Charts suggest new highs ‘could be on the table’ for the S&P 500, Jim Cramer says

An analyst is forecasting the stock market will rally to new highs in due time and it’s grabbing the attention of Jim Cramer.

The CNBC host on Thursday broke down chart analysis from Carley Garner, a market strategist and author of “Higher Probability Commodity Trading, who mapped out a case for the S&P 500 to break through its record high to 3,400 as the country recovers from the coronavirus downturn.


“When bearish money managers throw in the towel after realizing they can’t fight the Fed or the tape, that’s like rocket fuel for the averages, and days like today are interludes that let you get on the rocket,” Cramer said on “Mad Money.”

The market jumped almost 3% earlier this week on news that the Federal Reserve would act as a backstop and buy corporate bonds in efforts to help the economy recover from the coronavirus lockdown. The announcement came days after the S&P plummeted nearly 6% a week ago.

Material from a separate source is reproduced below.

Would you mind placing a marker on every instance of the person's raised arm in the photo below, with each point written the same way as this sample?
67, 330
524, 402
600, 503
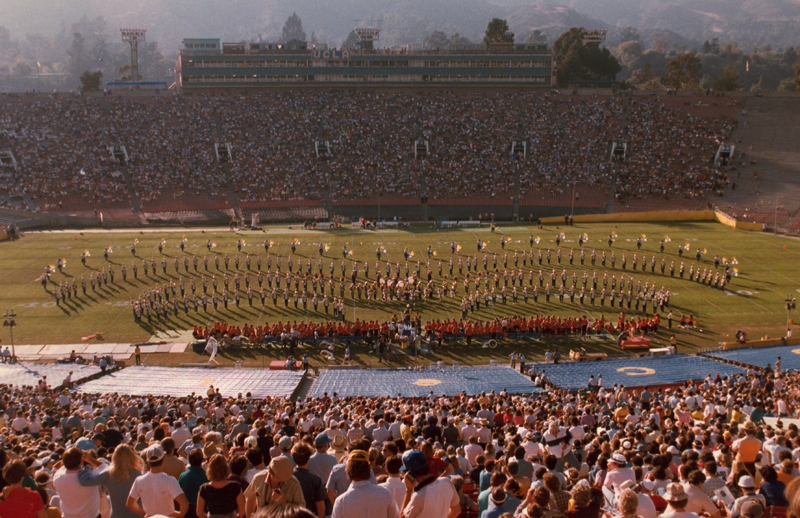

The benchmark index put in a floor of support that day near 3,000 and has since advanced about 4% from its June 11 close. The S&P, which rose slightly to 3,115.34 on Thursday, is now about 270 points away from its record close that preceded the big coronavirus-induced meltdown in February. Looking at the S&P 500 E-mini futures chart, Garner sees a scenario where the index can run some more, Cramer said.


“The charts suggest that new highs could be on the table. I think Garner makes a persuasive case, just don’t get too comfortable,” he said. “If the S&P 500 really does surge to 3,400, up 9.1% from these levels, maybe take something off the table,” which means to sell some stock and protect the gains.

Garner’s thesis, Cramer added, is bolstered by the Relative Strength, or RSI, momentum indicator that suggests the market is oversold. Should the S&P 500 continue to move higher, overly enthusiastic investors could in turn carry the market toward 3,500.


“Because the floor held, Garner’s betting the bulls will be in control going forward,” Cramer said. “As long as the S&P can stay above 3,000 line, she thinks that that opens the door for a retest of the all-time highs near 3,400.”

Such a sequence would help the market recover the remaining losses from the fastest bull-to-bear market transition recorded in its history and give the index a gain of 5% from the beginning of the trading year.

“The next ceiling of resistance is around 3,250, if we can clear that hurdle, Garner believes it’s smooth sailing to that high.”